Single by Robert Plant

from the album Now and Zen
- B-side: "White, Clean and Neat"
- Released: 18 April 1988
- Length: 4:40
- Label: Es Paranza
- Songwriters: Robert Plant; Phil Johnstone;
- Producers: Robert Plant; Tim Palmer; Phil Johnstone;

Robert Plant singles chronology
| "Heaven Knows" (1988) | "Tall Cool One" (1988) | "Ship of Fools" (1988) |

Music video
- "Tall Cool One" on YouTube

= Tall Cool One (Robert Plant song) =

1988 single by Robert Plant

"Tall Cool One" is a song by the English rock singer Robert Plant.

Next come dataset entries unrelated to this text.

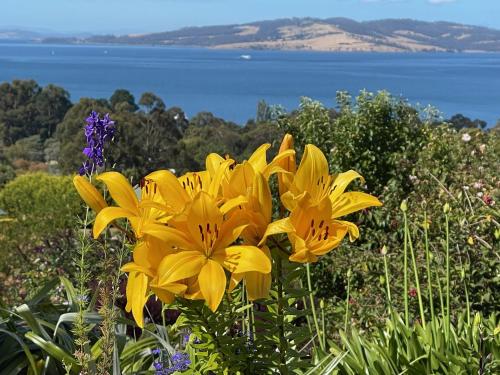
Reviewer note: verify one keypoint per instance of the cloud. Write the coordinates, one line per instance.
(440, 1)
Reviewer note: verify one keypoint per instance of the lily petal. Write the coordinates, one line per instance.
(107, 215)
(137, 296)
(212, 280)
(342, 181)
(243, 258)
(277, 227)
(180, 266)
(89, 193)
(120, 189)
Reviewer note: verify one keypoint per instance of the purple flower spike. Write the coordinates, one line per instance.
(97, 132)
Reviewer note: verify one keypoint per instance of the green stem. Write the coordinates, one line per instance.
(347, 300)
(308, 318)
(441, 298)
(387, 283)
(405, 271)
(428, 261)
(283, 344)
(447, 276)
(417, 282)
(313, 307)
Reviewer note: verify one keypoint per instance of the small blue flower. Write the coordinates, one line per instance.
(97, 132)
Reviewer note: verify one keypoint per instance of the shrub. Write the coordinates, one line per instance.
(37, 242)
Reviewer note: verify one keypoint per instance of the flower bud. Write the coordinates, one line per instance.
(287, 163)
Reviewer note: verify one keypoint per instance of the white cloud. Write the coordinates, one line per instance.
(440, 1)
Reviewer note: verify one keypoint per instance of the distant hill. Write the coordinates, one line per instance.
(333, 34)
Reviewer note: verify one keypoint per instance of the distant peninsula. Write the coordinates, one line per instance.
(313, 34)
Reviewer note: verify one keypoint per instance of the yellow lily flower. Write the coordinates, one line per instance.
(257, 211)
(147, 255)
(203, 241)
(313, 181)
(150, 210)
(311, 230)
(90, 195)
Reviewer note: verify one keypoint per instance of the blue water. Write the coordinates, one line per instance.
(221, 82)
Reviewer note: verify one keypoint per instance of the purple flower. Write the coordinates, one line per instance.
(98, 131)
(178, 362)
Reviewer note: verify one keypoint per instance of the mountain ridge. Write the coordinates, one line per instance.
(330, 34)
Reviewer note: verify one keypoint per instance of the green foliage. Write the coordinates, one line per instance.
(403, 153)
(27, 109)
(36, 337)
(37, 243)
(473, 348)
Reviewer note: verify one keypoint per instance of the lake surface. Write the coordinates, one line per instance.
(222, 82)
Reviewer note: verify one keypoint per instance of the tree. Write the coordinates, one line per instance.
(151, 102)
(460, 121)
(123, 101)
(26, 109)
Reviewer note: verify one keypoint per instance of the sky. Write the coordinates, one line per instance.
(136, 16)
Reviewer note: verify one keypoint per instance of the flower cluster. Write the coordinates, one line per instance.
(179, 362)
(98, 131)
(200, 234)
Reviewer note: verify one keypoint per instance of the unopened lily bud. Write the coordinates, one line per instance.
(287, 164)
(89, 193)
(404, 206)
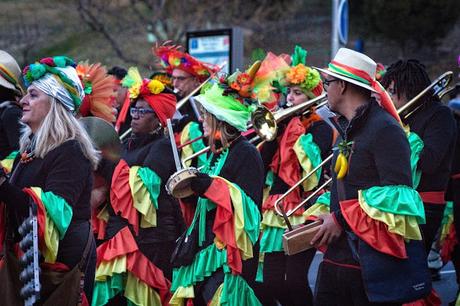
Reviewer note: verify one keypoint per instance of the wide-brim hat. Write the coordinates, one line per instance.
(10, 73)
(358, 65)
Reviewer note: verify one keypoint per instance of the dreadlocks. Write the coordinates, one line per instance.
(409, 77)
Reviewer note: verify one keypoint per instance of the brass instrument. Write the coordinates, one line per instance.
(265, 122)
(301, 204)
(440, 86)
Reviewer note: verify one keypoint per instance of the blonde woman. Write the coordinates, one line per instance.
(53, 175)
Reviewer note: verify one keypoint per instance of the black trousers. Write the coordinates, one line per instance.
(71, 249)
(433, 216)
(341, 286)
(286, 279)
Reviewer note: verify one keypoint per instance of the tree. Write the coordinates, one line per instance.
(411, 22)
(170, 20)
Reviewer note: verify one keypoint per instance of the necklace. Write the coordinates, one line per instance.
(26, 157)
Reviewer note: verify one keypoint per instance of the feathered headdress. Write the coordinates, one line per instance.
(98, 86)
(152, 91)
(307, 78)
(171, 58)
(62, 70)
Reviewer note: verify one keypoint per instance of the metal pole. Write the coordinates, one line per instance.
(335, 28)
(173, 145)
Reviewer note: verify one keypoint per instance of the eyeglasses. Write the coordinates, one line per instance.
(327, 82)
(139, 112)
(391, 91)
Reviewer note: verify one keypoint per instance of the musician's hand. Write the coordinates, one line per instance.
(328, 232)
(200, 183)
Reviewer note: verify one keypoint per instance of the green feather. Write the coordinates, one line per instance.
(299, 56)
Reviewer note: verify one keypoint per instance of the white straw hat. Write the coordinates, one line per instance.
(353, 67)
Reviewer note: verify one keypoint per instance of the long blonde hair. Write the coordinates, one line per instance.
(58, 127)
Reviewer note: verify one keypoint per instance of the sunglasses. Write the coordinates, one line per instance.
(139, 112)
(327, 82)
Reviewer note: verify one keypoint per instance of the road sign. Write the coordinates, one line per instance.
(343, 21)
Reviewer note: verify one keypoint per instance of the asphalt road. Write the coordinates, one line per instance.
(446, 286)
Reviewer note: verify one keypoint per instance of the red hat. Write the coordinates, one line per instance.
(171, 58)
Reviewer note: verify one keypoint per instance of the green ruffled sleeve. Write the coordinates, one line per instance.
(58, 210)
(324, 199)
(396, 199)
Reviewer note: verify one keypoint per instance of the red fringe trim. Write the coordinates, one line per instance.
(373, 232)
(223, 226)
(120, 195)
(121, 244)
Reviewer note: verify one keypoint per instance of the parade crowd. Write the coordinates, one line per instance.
(190, 186)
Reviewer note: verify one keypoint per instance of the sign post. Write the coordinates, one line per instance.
(217, 46)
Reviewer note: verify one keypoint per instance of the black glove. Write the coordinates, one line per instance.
(200, 183)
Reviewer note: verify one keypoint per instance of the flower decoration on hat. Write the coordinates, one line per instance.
(239, 85)
(163, 77)
(307, 78)
(172, 58)
(380, 72)
(34, 72)
(152, 91)
(141, 87)
(98, 87)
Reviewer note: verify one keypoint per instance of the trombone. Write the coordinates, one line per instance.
(440, 86)
(265, 122)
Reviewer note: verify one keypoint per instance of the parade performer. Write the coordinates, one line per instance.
(187, 73)
(451, 249)
(374, 250)
(143, 221)
(301, 144)
(220, 261)
(98, 102)
(434, 124)
(53, 174)
(11, 91)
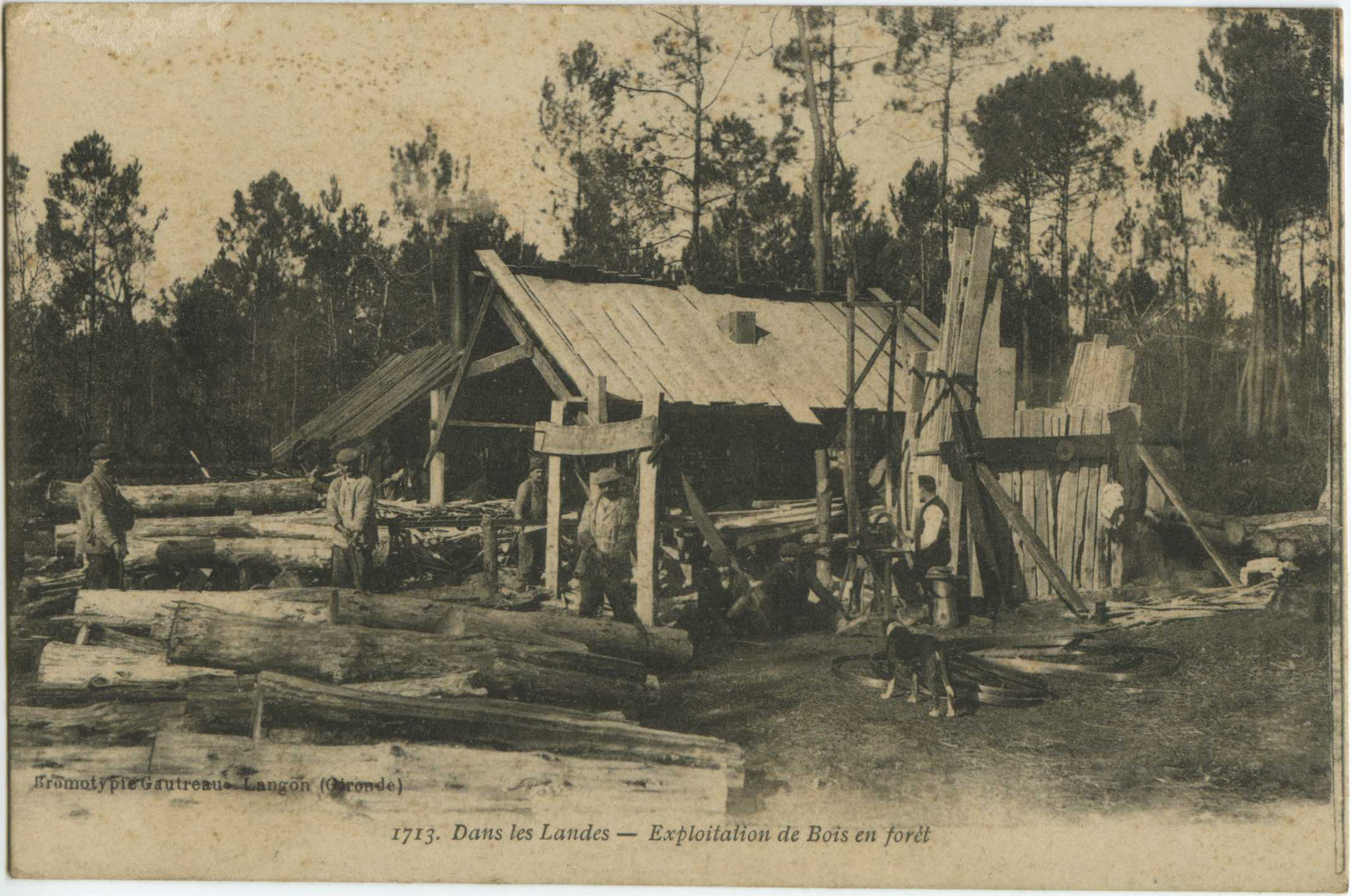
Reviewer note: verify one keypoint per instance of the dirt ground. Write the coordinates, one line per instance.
(1243, 722)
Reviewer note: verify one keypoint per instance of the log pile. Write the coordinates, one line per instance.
(1292, 535)
(509, 710)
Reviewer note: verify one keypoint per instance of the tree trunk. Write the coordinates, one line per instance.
(199, 499)
(658, 649)
(817, 156)
(496, 723)
(482, 780)
(201, 636)
(156, 608)
(268, 526)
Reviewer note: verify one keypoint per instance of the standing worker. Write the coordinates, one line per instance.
(104, 519)
(531, 503)
(351, 512)
(607, 534)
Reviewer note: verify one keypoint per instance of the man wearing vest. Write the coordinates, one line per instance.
(104, 519)
(933, 542)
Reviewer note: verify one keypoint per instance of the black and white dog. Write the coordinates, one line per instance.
(920, 656)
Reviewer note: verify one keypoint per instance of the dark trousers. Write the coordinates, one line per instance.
(341, 568)
(103, 572)
(607, 579)
(530, 556)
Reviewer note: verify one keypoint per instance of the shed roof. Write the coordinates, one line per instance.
(392, 387)
(648, 337)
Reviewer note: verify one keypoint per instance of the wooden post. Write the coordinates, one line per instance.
(437, 472)
(850, 480)
(554, 511)
(488, 532)
(645, 571)
(823, 516)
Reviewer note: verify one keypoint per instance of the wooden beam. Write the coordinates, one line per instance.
(603, 438)
(449, 399)
(554, 510)
(645, 571)
(495, 362)
(553, 379)
(1157, 472)
(1035, 547)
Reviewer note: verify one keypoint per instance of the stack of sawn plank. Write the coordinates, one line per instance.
(499, 710)
(1062, 501)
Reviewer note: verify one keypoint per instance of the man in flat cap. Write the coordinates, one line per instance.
(607, 534)
(104, 519)
(351, 512)
(785, 591)
(531, 503)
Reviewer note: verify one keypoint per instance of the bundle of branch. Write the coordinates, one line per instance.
(206, 637)
(1189, 604)
(199, 499)
(495, 723)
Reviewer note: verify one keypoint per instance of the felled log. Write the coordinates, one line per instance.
(303, 527)
(498, 723)
(92, 667)
(418, 614)
(154, 608)
(482, 780)
(1293, 540)
(201, 636)
(286, 553)
(200, 499)
(659, 649)
(96, 725)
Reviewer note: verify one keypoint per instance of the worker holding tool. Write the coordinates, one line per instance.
(104, 519)
(607, 534)
(531, 503)
(784, 595)
(351, 512)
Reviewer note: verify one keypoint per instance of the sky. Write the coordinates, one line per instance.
(211, 98)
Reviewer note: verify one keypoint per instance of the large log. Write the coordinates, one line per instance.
(201, 636)
(89, 667)
(419, 614)
(301, 526)
(658, 648)
(154, 608)
(200, 499)
(195, 553)
(482, 780)
(498, 723)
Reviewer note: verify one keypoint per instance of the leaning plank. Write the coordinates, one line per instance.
(1038, 549)
(199, 499)
(201, 636)
(658, 649)
(1157, 472)
(503, 725)
(482, 780)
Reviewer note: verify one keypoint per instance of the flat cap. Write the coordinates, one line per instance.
(609, 475)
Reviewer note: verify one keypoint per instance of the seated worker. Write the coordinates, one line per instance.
(605, 534)
(784, 595)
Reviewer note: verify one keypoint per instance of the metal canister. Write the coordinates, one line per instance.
(943, 610)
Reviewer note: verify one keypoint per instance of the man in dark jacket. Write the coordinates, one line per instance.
(104, 519)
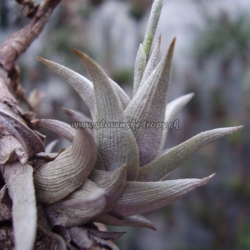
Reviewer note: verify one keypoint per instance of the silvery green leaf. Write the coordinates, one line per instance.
(103, 243)
(152, 25)
(61, 128)
(82, 85)
(11, 149)
(132, 221)
(56, 179)
(79, 207)
(28, 139)
(112, 182)
(99, 164)
(172, 109)
(140, 64)
(105, 235)
(79, 237)
(173, 157)
(152, 62)
(78, 115)
(116, 145)
(43, 224)
(149, 105)
(65, 234)
(19, 180)
(48, 156)
(50, 146)
(142, 197)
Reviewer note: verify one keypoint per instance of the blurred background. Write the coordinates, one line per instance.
(212, 59)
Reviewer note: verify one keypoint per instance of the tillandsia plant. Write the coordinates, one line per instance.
(111, 174)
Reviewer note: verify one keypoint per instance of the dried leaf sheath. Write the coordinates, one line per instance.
(19, 180)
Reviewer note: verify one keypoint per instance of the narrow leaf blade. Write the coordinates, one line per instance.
(142, 197)
(173, 157)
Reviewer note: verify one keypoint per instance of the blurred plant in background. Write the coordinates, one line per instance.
(219, 75)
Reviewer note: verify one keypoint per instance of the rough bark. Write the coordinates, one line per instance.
(10, 87)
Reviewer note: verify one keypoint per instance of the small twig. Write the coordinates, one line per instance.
(13, 47)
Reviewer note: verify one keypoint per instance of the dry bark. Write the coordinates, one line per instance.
(10, 88)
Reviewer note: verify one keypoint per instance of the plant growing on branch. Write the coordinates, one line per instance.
(110, 174)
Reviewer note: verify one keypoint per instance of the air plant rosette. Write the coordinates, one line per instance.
(108, 175)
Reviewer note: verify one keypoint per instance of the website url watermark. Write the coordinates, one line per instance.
(127, 125)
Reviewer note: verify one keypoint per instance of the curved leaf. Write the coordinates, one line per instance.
(148, 106)
(172, 109)
(116, 145)
(142, 197)
(79, 207)
(132, 221)
(56, 179)
(173, 157)
(112, 182)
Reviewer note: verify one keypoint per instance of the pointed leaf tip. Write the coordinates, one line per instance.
(173, 157)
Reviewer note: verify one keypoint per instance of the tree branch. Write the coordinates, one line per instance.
(12, 49)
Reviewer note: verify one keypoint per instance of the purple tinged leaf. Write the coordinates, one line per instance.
(49, 148)
(142, 197)
(61, 128)
(172, 109)
(82, 85)
(140, 64)
(149, 105)
(56, 179)
(173, 157)
(79, 207)
(113, 182)
(153, 61)
(116, 145)
(132, 221)
(152, 25)
(28, 139)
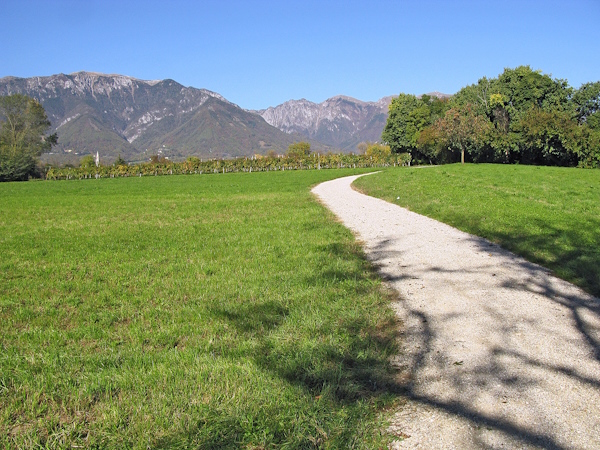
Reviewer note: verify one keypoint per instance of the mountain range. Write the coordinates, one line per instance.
(120, 115)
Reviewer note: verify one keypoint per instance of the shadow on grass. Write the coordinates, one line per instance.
(335, 359)
(567, 252)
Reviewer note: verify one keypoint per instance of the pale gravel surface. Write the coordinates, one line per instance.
(497, 353)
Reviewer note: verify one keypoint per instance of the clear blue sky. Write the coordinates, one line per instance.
(260, 53)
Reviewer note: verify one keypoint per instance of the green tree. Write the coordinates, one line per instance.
(408, 117)
(549, 138)
(461, 130)
(587, 104)
(298, 150)
(23, 128)
(87, 162)
(379, 152)
(398, 131)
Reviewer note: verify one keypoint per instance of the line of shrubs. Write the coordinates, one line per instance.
(193, 165)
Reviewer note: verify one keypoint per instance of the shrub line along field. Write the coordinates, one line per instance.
(228, 311)
(549, 215)
(232, 311)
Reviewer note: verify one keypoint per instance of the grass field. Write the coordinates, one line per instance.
(215, 311)
(549, 215)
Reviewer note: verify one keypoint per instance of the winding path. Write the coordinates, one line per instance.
(497, 353)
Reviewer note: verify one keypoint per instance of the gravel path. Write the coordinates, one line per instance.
(497, 353)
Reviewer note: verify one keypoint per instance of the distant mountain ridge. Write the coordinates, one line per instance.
(117, 114)
(121, 115)
(341, 122)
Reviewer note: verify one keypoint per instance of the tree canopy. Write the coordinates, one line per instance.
(521, 116)
(23, 128)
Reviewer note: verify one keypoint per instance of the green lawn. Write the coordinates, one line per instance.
(214, 311)
(549, 215)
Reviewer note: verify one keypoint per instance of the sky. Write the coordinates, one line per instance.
(261, 53)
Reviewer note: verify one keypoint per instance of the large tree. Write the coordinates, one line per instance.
(408, 117)
(461, 131)
(23, 128)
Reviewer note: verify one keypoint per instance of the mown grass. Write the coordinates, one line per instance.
(222, 311)
(549, 215)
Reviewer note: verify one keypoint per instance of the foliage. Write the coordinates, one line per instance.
(523, 116)
(195, 165)
(378, 152)
(87, 162)
(548, 138)
(408, 117)
(23, 127)
(119, 161)
(298, 150)
(180, 312)
(587, 103)
(460, 131)
(549, 215)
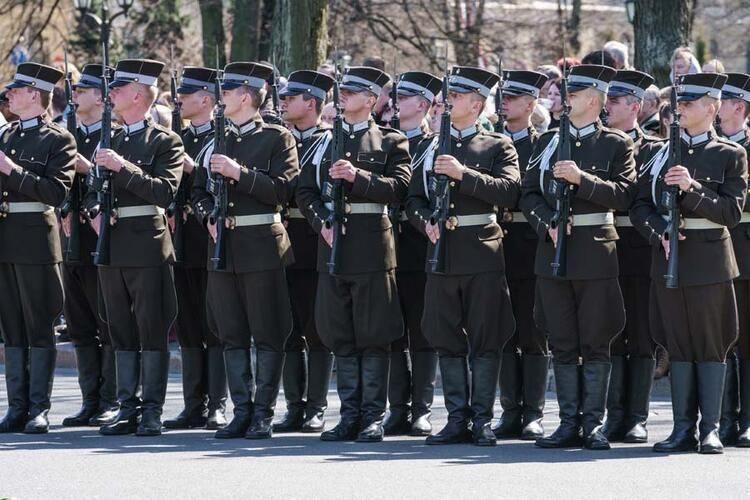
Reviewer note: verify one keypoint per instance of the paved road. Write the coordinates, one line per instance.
(79, 463)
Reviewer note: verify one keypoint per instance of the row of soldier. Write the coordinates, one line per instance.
(388, 319)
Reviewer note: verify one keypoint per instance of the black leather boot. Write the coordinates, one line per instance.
(683, 380)
(108, 404)
(743, 440)
(17, 384)
(398, 422)
(595, 383)
(711, 378)
(155, 373)
(614, 428)
(195, 412)
(455, 377)
(128, 382)
(730, 412)
(240, 381)
(484, 373)
(268, 382)
(295, 382)
(89, 372)
(640, 380)
(374, 395)
(424, 373)
(318, 382)
(568, 385)
(510, 424)
(535, 369)
(217, 388)
(349, 388)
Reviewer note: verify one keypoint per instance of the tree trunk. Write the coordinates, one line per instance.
(212, 22)
(661, 26)
(300, 34)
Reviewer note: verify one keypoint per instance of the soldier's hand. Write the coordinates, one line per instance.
(450, 166)
(343, 169)
(225, 166)
(567, 170)
(679, 176)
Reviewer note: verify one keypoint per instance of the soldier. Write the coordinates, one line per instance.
(37, 165)
(90, 336)
(356, 311)
(582, 310)
(249, 299)
(204, 383)
(525, 359)
(413, 360)
(696, 322)
(467, 308)
(633, 350)
(301, 106)
(734, 427)
(145, 161)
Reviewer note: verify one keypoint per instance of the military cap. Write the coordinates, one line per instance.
(693, 87)
(37, 76)
(91, 77)
(361, 78)
(195, 78)
(590, 76)
(519, 82)
(250, 74)
(143, 71)
(737, 86)
(629, 82)
(419, 83)
(307, 82)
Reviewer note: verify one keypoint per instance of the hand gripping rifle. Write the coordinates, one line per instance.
(670, 197)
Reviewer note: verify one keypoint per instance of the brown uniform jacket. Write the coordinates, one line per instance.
(706, 256)
(150, 176)
(605, 157)
(45, 154)
(490, 183)
(381, 156)
(268, 157)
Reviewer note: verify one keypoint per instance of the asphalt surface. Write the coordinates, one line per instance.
(79, 463)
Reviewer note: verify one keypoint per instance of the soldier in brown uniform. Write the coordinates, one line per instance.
(413, 360)
(137, 285)
(734, 426)
(204, 383)
(307, 367)
(467, 311)
(525, 359)
(697, 321)
(583, 310)
(90, 336)
(249, 299)
(357, 312)
(37, 165)
(633, 350)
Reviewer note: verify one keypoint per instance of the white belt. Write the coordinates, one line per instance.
(623, 221)
(28, 207)
(139, 211)
(598, 219)
(256, 220)
(363, 208)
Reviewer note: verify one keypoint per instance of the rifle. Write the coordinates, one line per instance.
(176, 209)
(670, 197)
(441, 186)
(72, 203)
(335, 190)
(559, 188)
(218, 184)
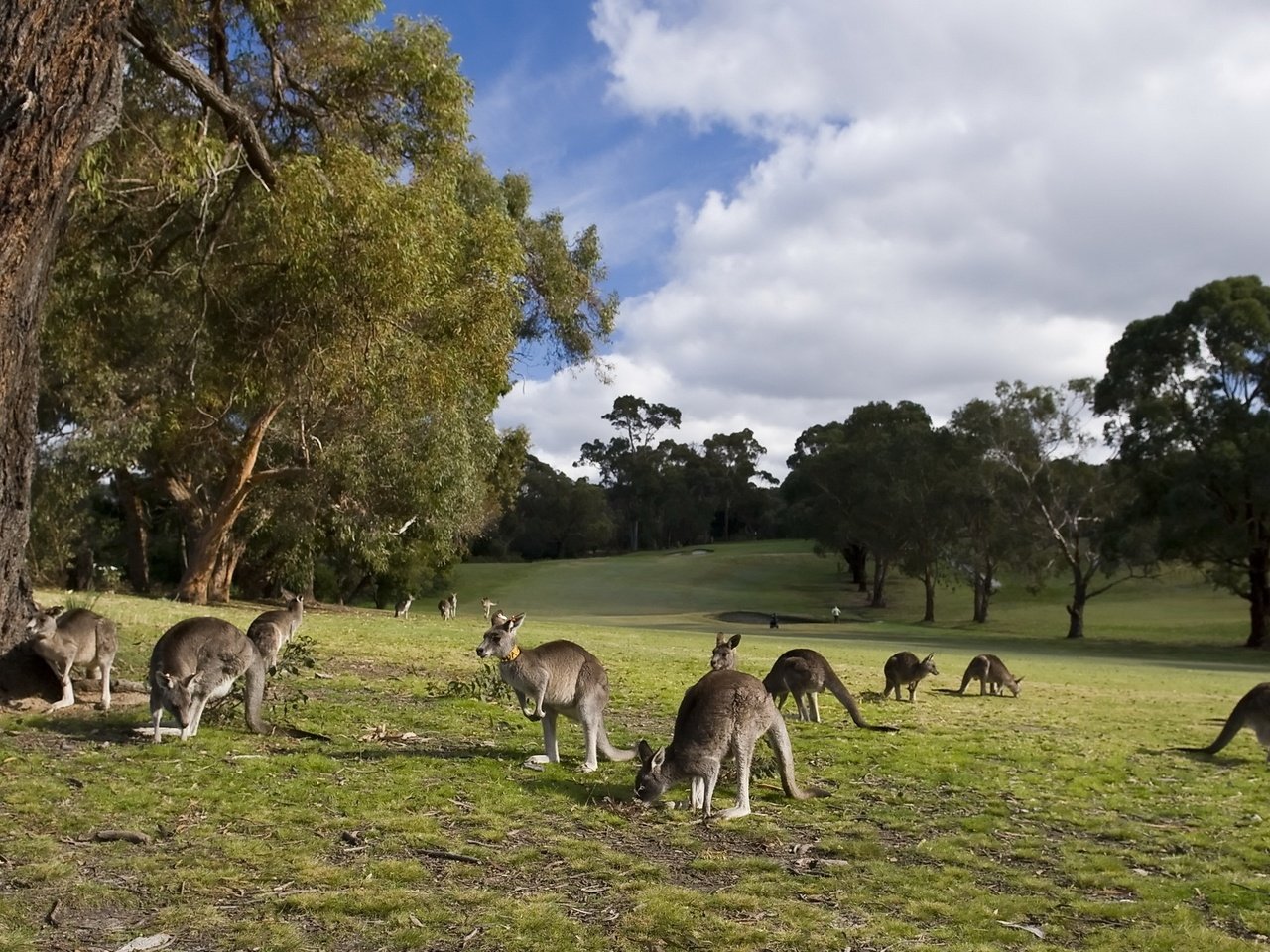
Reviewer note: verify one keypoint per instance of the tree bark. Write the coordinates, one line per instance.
(60, 82)
(197, 581)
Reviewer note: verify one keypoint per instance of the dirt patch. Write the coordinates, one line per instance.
(766, 617)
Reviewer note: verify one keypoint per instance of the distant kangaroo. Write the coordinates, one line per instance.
(724, 656)
(554, 678)
(1251, 711)
(198, 660)
(272, 630)
(75, 638)
(804, 674)
(725, 712)
(903, 667)
(992, 675)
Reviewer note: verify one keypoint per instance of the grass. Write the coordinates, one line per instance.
(418, 825)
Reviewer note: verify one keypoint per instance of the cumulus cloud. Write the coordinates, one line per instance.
(952, 194)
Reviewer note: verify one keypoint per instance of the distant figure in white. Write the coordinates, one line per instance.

It was written by Plant and keyboardist Phil Johnstone. Plant's former Led Zeppelin bandmate Jimmy Page played guitar on the recording. It was the second single released from Plant's fourth solo studio album, Now and Zen (1988), and gave him his fourth number-one single on the US Billboard Album Rock Tracks chart.

==Background==
The song features guitar riff samples of Led Zeppelin songs, including "Black Dog", "Dazed and Confused", "Whole Lotta Love",
 "The Ocean" and "Custard Pie", as well as lyrical references to "Black Dog" and "When the Levee Breaks".

==Critical reception==
Cash Box magazine called the song a "smoking, balls-out rocker with a really unusual skew."

==Chart performance==
"Tall Cool One" reached No. 87 on the UK singles chart, No. 25 on the US Billboard Hot 100 and No. 1 on the Billboard Album Rock Tracks chart, giving Plant his fourth number-one single on this chart.

==Charts==

===Weekly charts===

| Chart (1988) | Peak position |
|---|---|
| Australia (ARIA) | 47 |
| Canada Top Singles (RPM) | 15 |
| Italy Airplay (Music & Media) | 16 |
| UK Singles (Official Charts) | 87 |
| US Billboard Hot 100 | 25 |
| US Mainstream Rock (Billboard) | 1 |

===Year-end charts===

| Chart (1988) | Position |
|---|---|
| US Album Rock Tracks (Billboard) | 3 |

==In popular culture==
"Tall Cool One" was featured in a television advertisement for Coca-Cola.